Corresponding author J. A. Brock: Prince of Wales Medical Research Institute, High Street, Randwick, NSW 2031, Australia. Email: j.brock@unsw.edu.au


  • 1Extracellular recording techniques have been used to study nerve impulses in single sensory nerve terminals in guinea-pig cornea isolated in vitro.
  • 2Nerve impulses occurred spontaneously and were evoked by electrical stimulation of the ciliary nerves.
  • 3The nerve impulses were identified as originating in polymodal receptors, mechano-receptors or ‘cold’ receptors. All three types are believed to be nociceptors.
  • 4Tetrodotoxin (TTX, 1 μm) blocked nerve impulses evoked by electrical stimulation of the ciliary nerves. However, ongoing and/or naturally evoked nerve impulses persisted in the presence of TTX in all three types of receptors. Lignocaine (lidocaine; 1 mm) blocked all electrical activity.
  • 5TTX-resistant sodium channels therefore play a major role in generating the action potentials that signal pain to the brain.

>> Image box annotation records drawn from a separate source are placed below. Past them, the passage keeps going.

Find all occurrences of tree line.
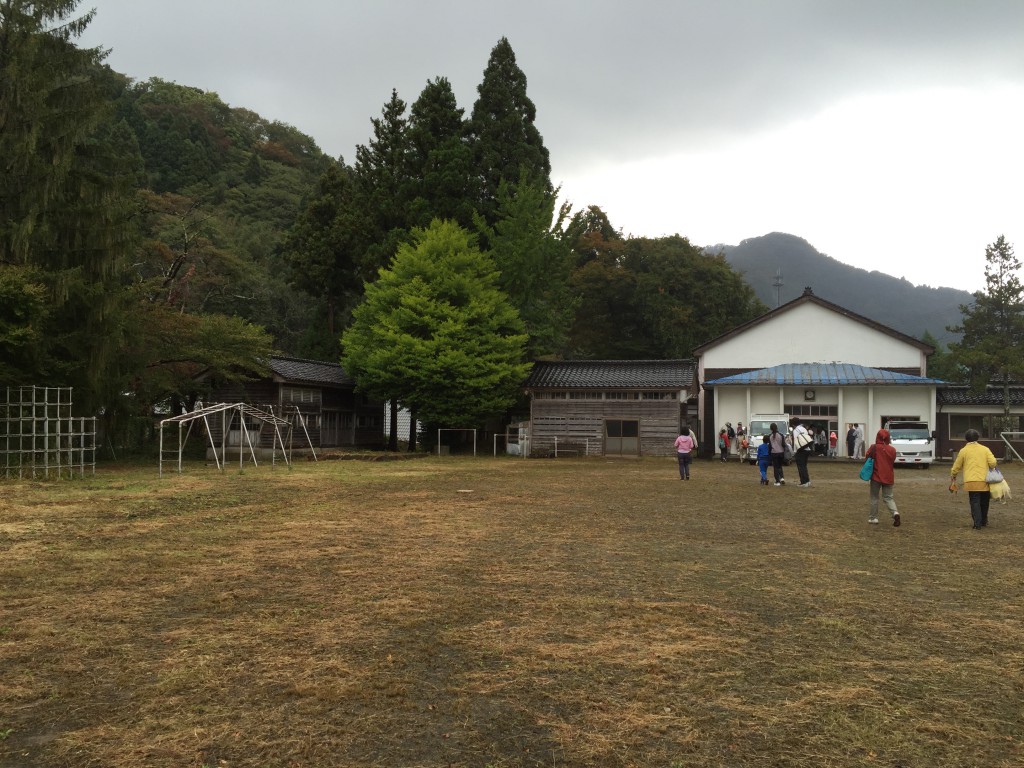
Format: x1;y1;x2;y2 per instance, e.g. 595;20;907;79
6;0;1015;450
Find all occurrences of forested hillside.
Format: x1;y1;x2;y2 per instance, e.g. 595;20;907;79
708;232;973;345
14;0;970;448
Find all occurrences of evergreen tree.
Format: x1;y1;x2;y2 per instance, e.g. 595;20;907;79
476;180;577;359
342;221;529;427
285;167;369;348
469;37;552;224
0;0;138;408
408;78;476;228
947;234;1024;424
353;90;415;275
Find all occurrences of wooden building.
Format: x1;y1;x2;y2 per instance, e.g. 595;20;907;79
936;382;1024;459
525;359;697;456
207;356;385;451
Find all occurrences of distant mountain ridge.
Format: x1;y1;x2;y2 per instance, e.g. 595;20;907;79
705;232;974;345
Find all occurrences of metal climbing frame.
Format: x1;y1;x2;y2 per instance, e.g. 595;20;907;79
0;387;96;478
160;402;292;476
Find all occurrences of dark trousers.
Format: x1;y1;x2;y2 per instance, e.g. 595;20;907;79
676;453;692;480
967;490;992;528
794;451;811;484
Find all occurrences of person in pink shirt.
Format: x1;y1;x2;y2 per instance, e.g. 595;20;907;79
676;424;697;480
865;429;899;527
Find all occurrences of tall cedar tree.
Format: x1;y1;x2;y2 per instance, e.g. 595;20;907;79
408;78;476;228
353;90;415;280
469;37;552;225
285;166;367;346
342;220;529;428
947;234;1024;425
476;180;577;359
0;0;137;408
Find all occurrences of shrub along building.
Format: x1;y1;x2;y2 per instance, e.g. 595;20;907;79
525;359;696;456
207;356;384;451
694;288;945;456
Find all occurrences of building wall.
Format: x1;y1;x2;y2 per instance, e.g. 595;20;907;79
530;397;682;456
700;303;926;370
702;385;936;456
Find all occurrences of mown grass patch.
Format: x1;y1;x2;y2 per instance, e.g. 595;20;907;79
0;457;1024;768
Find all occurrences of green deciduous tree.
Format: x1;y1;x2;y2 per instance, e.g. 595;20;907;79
408;78;476;228
342;221;529;427
469;37;552;224
948;234;1024;423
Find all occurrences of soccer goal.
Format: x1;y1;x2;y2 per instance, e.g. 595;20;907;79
437;428;476;456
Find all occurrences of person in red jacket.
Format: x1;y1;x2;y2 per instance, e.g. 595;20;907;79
864;429;899;527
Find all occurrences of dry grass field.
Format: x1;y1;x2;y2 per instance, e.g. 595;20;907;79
0;458;1024;768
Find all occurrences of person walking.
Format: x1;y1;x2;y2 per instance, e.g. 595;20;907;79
676;424;697;480
949;429;996;530
867;429;899;528
765;422;785;487
790;416;814;488
758;435;778;485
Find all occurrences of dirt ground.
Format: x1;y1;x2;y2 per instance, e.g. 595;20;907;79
0;457;1024;768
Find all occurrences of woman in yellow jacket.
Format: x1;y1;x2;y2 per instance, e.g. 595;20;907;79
949;429;995;530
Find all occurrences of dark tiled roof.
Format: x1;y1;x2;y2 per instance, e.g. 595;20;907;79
526;360;696;389
705;362;945;387
270;357;355;387
935;385;1024;408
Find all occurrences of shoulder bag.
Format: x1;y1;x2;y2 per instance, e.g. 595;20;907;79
860;456;874;480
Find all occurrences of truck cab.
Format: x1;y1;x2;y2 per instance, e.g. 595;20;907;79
886;421;935;469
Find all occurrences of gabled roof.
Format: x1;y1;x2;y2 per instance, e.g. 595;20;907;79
935;384;1024;410
705;362;945;387
693;287;935;355
269;356;355;387
526;359;696;389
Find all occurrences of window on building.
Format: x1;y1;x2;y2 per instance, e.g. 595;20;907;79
281;387;319;402
784;402;839;420
604;392;638;400
949;414;1021;440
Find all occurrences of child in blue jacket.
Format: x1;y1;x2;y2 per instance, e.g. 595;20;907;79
758;435;771;485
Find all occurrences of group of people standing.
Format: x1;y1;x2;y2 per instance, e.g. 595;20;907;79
675;417;996;530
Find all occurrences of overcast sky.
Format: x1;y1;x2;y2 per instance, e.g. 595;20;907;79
80;0;1024;298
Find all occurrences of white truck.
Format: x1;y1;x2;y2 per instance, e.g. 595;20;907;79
740;414;791;464
886;421;935;469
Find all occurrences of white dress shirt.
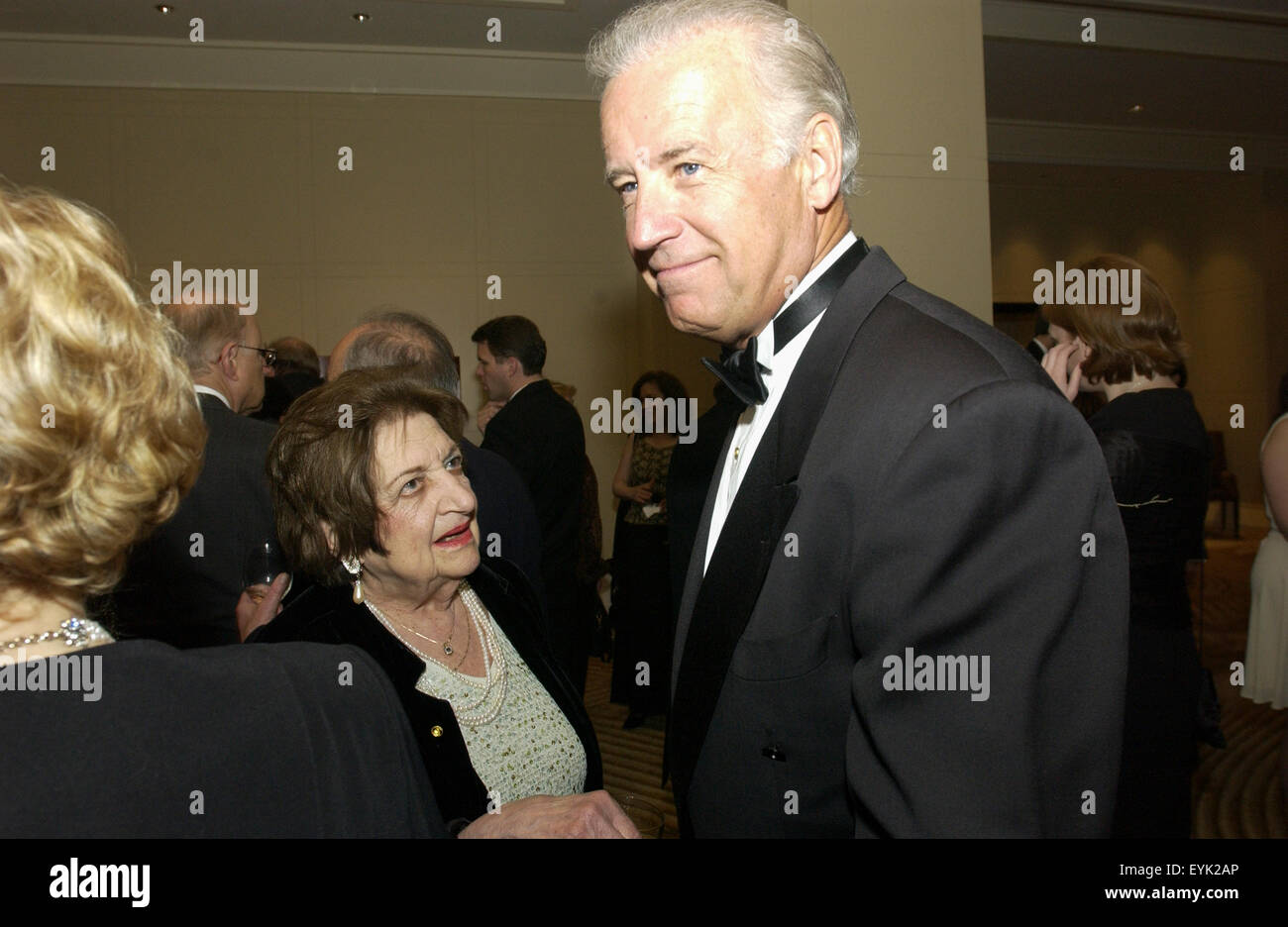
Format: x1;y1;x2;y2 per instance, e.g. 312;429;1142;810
702;232;858;574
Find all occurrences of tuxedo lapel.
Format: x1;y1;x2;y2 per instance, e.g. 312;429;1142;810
671;419;738;695
667;249;905;814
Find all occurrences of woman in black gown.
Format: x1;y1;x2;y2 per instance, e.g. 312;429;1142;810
1042;255;1208;837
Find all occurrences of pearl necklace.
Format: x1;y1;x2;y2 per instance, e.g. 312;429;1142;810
0;618;112;651
364;579;509;728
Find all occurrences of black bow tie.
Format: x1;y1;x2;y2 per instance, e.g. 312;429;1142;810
702;239;868;406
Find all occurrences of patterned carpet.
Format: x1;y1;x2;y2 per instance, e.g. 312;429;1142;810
1192;529;1288;838
587;528;1288;838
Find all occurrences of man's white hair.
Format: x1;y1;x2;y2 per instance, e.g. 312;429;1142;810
587;0;859;193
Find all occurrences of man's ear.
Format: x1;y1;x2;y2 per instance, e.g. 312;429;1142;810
215;342;241;380
802;113;845;213
322;520;339;557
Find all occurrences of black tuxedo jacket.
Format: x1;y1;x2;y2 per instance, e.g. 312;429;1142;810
461;439;545;605
112;393;277;648
246;554;604;824
482;380;587;579
0;641;447;838
670;242;1127;837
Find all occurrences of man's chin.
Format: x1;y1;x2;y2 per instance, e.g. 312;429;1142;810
662;300;720;342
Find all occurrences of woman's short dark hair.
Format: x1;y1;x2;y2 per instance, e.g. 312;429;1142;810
268;367;467;586
1042;255;1188;383
631;370;690;402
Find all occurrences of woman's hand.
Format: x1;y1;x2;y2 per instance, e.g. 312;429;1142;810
459;789;640;837
236;573;291;640
1042;342;1082;402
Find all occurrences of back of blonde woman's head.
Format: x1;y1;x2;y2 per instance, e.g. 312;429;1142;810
0;180;206;597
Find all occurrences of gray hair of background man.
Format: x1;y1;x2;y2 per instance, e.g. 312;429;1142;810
587;0;859;194
161;303;250;376
268;335;322;374
344;310;461;398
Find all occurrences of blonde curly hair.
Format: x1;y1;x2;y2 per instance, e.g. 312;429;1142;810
0;179;206;599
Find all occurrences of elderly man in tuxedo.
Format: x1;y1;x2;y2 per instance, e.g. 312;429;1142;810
588;0;1127;837
113;300;277;648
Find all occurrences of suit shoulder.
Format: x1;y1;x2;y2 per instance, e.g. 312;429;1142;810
883;282;1055;389
248;586;348;644
201;402;277;450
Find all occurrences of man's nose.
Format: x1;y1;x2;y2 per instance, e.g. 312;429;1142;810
626;183;680;252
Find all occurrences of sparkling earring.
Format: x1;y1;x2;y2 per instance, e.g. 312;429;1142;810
340;555;362;605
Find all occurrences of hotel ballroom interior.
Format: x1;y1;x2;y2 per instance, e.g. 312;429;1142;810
0;0;1288;838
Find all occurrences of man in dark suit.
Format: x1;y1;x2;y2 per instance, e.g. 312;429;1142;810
589;3;1127;837
471;316;592;692
113;303;277;648
252;336;323;425
327;309;545;605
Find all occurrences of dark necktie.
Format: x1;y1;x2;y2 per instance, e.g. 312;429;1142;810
702;239;868;406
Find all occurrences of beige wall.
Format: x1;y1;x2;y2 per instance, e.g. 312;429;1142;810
0;86;659;543
992;164;1288;503
787;0;993;322
0;0;991;553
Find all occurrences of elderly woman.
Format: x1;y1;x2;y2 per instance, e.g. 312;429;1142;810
0;183;446;834
1042;255;1208;837
249;368;618;832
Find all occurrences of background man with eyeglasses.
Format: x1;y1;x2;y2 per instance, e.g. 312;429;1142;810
112;303;277;648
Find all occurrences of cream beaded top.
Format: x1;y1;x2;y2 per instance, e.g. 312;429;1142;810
416;615;587;803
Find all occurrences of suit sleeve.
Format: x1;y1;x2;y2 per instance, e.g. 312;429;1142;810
846;381;1128;837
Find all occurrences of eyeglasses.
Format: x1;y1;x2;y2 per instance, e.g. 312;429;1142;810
237;345;277;367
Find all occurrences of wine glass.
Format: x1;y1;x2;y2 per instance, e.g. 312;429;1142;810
242;538;295;602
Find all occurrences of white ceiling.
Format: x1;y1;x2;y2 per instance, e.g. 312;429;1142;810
0;0;1288;137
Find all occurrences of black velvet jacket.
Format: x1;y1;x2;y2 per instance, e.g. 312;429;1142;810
248;559;604;825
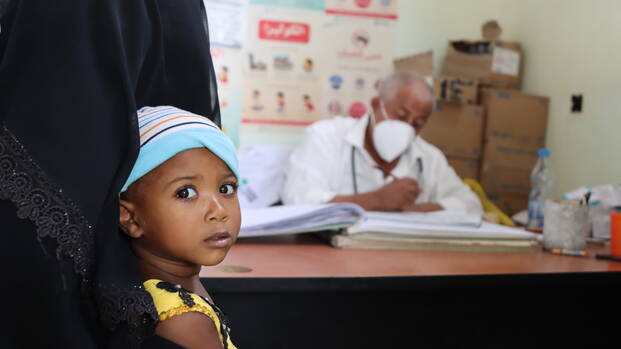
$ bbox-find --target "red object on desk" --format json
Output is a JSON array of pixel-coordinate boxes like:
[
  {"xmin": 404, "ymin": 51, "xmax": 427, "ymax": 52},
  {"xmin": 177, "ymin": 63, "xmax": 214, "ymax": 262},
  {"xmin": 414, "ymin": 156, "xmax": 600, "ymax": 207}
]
[{"xmin": 610, "ymin": 212, "xmax": 621, "ymax": 256}]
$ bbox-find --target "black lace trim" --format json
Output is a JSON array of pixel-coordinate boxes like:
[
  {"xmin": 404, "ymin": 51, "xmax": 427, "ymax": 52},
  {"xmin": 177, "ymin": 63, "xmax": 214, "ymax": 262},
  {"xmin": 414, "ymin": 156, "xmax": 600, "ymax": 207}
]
[
  {"xmin": 97, "ymin": 285, "xmax": 157, "ymax": 348},
  {"xmin": 0, "ymin": 124, "xmax": 94, "ymax": 286}
]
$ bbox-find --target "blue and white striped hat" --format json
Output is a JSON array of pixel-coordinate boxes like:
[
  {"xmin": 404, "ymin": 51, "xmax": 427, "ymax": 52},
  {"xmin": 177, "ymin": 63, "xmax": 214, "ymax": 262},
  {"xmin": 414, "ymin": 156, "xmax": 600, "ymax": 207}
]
[{"xmin": 121, "ymin": 106, "xmax": 240, "ymax": 193}]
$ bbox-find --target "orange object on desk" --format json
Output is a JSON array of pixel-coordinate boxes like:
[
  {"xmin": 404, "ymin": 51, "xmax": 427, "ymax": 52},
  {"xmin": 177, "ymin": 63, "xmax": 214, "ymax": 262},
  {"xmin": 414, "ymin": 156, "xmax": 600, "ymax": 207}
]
[{"xmin": 610, "ymin": 212, "xmax": 621, "ymax": 256}]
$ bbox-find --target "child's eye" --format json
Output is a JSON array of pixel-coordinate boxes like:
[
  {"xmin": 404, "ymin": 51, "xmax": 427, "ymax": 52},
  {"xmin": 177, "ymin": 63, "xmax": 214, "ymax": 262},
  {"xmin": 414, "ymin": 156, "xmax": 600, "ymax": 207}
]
[
  {"xmin": 176, "ymin": 187, "xmax": 197, "ymax": 199},
  {"xmin": 220, "ymin": 183, "xmax": 237, "ymax": 195}
]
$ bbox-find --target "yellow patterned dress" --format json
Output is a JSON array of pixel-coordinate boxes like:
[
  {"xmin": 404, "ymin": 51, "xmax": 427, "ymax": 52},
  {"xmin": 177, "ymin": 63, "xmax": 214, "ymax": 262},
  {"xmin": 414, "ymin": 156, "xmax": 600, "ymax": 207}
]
[{"xmin": 144, "ymin": 279, "xmax": 237, "ymax": 349}]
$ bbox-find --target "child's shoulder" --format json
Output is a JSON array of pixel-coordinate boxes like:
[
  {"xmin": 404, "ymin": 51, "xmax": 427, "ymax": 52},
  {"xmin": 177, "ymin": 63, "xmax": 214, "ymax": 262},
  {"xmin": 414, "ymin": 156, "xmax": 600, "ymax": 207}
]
[{"xmin": 144, "ymin": 279, "xmax": 235, "ymax": 348}]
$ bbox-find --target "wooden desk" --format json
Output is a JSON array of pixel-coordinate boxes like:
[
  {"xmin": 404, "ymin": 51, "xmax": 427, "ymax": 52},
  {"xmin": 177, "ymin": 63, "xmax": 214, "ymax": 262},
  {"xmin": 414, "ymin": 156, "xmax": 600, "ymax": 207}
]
[
  {"xmin": 201, "ymin": 235, "xmax": 621, "ymax": 349},
  {"xmin": 201, "ymin": 235, "xmax": 621, "ymax": 278}
]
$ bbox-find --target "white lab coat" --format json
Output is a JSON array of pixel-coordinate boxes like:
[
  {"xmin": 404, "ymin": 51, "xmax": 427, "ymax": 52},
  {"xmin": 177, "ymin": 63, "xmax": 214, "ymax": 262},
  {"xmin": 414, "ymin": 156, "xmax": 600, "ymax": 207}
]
[{"xmin": 282, "ymin": 114, "xmax": 482, "ymax": 214}]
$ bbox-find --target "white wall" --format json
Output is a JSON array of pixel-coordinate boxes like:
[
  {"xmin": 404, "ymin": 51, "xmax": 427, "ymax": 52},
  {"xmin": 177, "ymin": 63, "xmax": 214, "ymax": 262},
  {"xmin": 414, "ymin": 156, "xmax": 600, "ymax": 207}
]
[{"xmin": 396, "ymin": 0, "xmax": 621, "ymax": 195}]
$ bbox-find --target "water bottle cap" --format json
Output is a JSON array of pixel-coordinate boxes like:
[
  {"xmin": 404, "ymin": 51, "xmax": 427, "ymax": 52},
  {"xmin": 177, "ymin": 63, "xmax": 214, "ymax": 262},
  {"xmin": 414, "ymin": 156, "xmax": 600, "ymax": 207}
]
[{"xmin": 539, "ymin": 148, "xmax": 550, "ymax": 158}]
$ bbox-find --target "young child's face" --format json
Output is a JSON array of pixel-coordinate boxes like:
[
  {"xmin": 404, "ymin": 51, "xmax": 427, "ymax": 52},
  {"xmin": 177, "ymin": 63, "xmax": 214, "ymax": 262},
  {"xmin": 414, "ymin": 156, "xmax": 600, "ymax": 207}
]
[{"xmin": 121, "ymin": 148, "xmax": 241, "ymax": 265}]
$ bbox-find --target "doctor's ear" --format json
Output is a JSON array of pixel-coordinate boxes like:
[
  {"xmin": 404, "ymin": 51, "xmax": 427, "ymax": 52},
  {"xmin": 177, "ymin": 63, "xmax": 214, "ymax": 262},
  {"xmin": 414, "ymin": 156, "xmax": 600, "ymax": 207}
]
[{"xmin": 119, "ymin": 199, "xmax": 143, "ymax": 239}]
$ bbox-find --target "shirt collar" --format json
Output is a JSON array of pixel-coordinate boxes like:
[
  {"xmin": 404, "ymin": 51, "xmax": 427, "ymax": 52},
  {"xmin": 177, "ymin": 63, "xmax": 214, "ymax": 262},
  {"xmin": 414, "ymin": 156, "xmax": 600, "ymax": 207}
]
[{"xmin": 345, "ymin": 113, "xmax": 371, "ymax": 148}]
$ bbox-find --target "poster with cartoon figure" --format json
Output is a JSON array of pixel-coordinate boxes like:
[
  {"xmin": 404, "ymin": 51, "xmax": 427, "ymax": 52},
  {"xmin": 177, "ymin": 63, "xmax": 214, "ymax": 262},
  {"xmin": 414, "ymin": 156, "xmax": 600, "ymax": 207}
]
[
  {"xmin": 321, "ymin": 15, "xmax": 396, "ymax": 118},
  {"xmin": 242, "ymin": 0, "xmax": 325, "ymax": 132}
]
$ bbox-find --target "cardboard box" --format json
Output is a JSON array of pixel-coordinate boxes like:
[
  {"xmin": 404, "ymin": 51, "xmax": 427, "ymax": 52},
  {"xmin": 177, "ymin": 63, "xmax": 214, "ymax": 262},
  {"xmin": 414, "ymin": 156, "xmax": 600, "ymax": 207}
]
[
  {"xmin": 421, "ymin": 103, "xmax": 485, "ymax": 159},
  {"xmin": 393, "ymin": 51, "xmax": 433, "ymax": 76},
  {"xmin": 481, "ymin": 89, "xmax": 549, "ymax": 209},
  {"xmin": 442, "ymin": 41, "xmax": 522, "ymax": 88},
  {"xmin": 483, "ymin": 141, "xmax": 539, "ymax": 170},
  {"xmin": 482, "ymin": 89, "xmax": 550, "ymax": 152},
  {"xmin": 446, "ymin": 157, "xmax": 479, "ymax": 180},
  {"xmin": 481, "ymin": 159, "xmax": 531, "ymax": 195},
  {"xmin": 433, "ymin": 75, "xmax": 479, "ymax": 104}
]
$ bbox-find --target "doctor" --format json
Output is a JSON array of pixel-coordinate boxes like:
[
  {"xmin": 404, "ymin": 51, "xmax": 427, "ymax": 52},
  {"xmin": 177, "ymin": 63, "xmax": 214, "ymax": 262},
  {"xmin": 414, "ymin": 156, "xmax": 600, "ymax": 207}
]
[{"xmin": 282, "ymin": 72, "xmax": 482, "ymax": 214}]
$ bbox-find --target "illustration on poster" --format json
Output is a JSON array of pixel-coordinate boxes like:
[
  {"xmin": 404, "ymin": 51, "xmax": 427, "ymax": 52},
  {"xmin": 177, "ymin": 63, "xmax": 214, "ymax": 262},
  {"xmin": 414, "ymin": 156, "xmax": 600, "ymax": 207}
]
[
  {"xmin": 328, "ymin": 100, "xmax": 343, "ymax": 116},
  {"xmin": 274, "ymin": 54, "xmax": 293, "ymax": 70},
  {"xmin": 349, "ymin": 102, "xmax": 367, "ymax": 119},
  {"xmin": 259, "ymin": 20, "xmax": 310, "ymax": 43},
  {"xmin": 330, "ymin": 74, "xmax": 343, "ymax": 90},
  {"xmin": 356, "ymin": 0, "xmax": 371, "ymax": 8},
  {"xmin": 218, "ymin": 65, "xmax": 229, "ymax": 84},
  {"xmin": 351, "ymin": 29, "xmax": 369, "ymax": 49},
  {"xmin": 248, "ymin": 53, "xmax": 267, "ymax": 70},
  {"xmin": 355, "ymin": 76, "xmax": 365, "ymax": 90},
  {"xmin": 251, "ymin": 90, "xmax": 263, "ymax": 111},
  {"xmin": 302, "ymin": 95, "xmax": 315, "ymax": 112},
  {"xmin": 373, "ymin": 79, "xmax": 382, "ymax": 91},
  {"xmin": 276, "ymin": 91, "xmax": 285, "ymax": 113}
]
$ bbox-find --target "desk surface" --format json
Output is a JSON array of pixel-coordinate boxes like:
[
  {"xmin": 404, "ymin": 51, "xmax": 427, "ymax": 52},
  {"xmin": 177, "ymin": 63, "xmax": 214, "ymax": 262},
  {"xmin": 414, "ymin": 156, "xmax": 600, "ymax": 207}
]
[{"xmin": 200, "ymin": 234, "xmax": 621, "ymax": 278}]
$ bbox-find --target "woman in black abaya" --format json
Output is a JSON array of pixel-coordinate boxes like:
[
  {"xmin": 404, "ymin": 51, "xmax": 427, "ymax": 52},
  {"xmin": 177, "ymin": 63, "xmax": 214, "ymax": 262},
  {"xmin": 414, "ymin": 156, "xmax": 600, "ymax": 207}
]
[{"xmin": 0, "ymin": 0, "xmax": 220, "ymax": 348}]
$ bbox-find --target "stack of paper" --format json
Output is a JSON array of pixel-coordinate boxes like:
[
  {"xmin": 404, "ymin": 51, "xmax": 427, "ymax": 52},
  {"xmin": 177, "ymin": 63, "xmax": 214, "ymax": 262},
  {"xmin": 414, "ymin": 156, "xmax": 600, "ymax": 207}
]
[
  {"xmin": 239, "ymin": 203, "xmax": 364, "ymax": 237},
  {"xmin": 361, "ymin": 210, "xmax": 483, "ymax": 228},
  {"xmin": 331, "ymin": 211, "xmax": 539, "ymax": 252},
  {"xmin": 239, "ymin": 203, "xmax": 539, "ymax": 252}
]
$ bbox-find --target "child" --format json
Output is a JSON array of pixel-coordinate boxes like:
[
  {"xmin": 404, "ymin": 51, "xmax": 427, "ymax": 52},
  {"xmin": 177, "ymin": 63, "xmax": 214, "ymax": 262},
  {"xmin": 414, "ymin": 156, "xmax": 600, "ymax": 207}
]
[{"xmin": 120, "ymin": 106, "xmax": 241, "ymax": 348}]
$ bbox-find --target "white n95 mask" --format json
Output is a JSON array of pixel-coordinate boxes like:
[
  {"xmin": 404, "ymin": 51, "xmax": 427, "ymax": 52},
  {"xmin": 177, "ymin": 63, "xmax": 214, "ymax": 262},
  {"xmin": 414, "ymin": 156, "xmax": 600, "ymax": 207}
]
[{"xmin": 371, "ymin": 101, "xmax": 416, "ymax": 162}]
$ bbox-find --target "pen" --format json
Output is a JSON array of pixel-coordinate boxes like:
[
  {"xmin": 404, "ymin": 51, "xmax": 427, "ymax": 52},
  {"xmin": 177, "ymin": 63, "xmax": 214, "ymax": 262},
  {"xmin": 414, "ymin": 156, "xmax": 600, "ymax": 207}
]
[
  {"xmin": 549, "ymin": 248, "xmax": 587, "ymax": 257},
  {"xmin": 416, "ymin": 157, "xmax": 423, "ymax": 187},
  {"xmin": 595, "ymin": 253, "xmax": 621, "ymax": 262}
]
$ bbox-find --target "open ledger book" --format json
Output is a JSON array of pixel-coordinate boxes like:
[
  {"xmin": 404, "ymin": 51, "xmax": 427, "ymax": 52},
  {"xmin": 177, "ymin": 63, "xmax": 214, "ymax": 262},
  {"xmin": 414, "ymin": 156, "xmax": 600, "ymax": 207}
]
[{"xmin": 240, "ymin": 203, "xmax": 539, "ymax": 252}]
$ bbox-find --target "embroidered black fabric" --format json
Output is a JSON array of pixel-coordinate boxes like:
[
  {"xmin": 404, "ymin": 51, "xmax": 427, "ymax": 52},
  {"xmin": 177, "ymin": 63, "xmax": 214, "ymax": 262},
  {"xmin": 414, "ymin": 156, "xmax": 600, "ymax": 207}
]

Nociceptor neurones are sensory neurones that are activated by tissue damage and potentially noxious thermal stimuli. Activation of the nociceptive nerve terminals in tissues such as skin and joints generates action potentials that propagate both centrally to cause painful sensations and locally, in the nerve terminal axons, to trigger the release of neuropeptides producing neurogenic inflammation. The mechanism for the generation of action potentials in the nerve terminals of nociceptor neurones may differ from that in the majority of other nerve cells. In dorsal root ganglia (DRGs) and trigeminal ganglia, the cell bodies of small sensory neurones thought to be mainly nociceptive express tetrodotoxin-resistant (TTX-R) Na+ channels as well as the TTX-sensitive Na+ channels that are responsible for action potential generation and propagation elsewhere in the nervous system (Yoshida & Matsuda, 1979; Caffrey et al. 1992; Elliot & Elliot, 1993; Jeftinija, 1994; Rizzo et al. 1994; Akopian et al. 1996; Sangameswaran et al. 1996; Villiere & McLachlan, 1996). The level of expression of TTX-R Na+ channels is high enough in the cell bodies of small sensory neurones that they support the discharge of action potentials in the presence of TTX (Yoshida & Matsuda, 1979; Caffrey et al. 1992; Elliot & Elliot, 1993; Jeftinija, 1994; Villiere & McLachlan, 1996). Furthermore, agents like prostaglandin E2 and adenosine, which are released in damaged tissues and induce sensitization of nociceptors, increase the TTX-R Na+ current in isolated DRG cell bodies (Gold et al. 1996; England et al. 1996). TTX-R Na+ channels accumulate in the peripheral axons at a site of nerve injury demonstrating that they are anterogradely transported (Novakovic et al. 1998). However, the density of TTX-R Na+ channels along the peripheral axons is normally insufficient to support action potential propagation (Yoshida & Matsuda, 1979; Caffrey et al. 1992; Villiere & McLachlan, 1996). These channels may therefore not contribute to action potential generation in the peripheral terminals of nociceptive neurones.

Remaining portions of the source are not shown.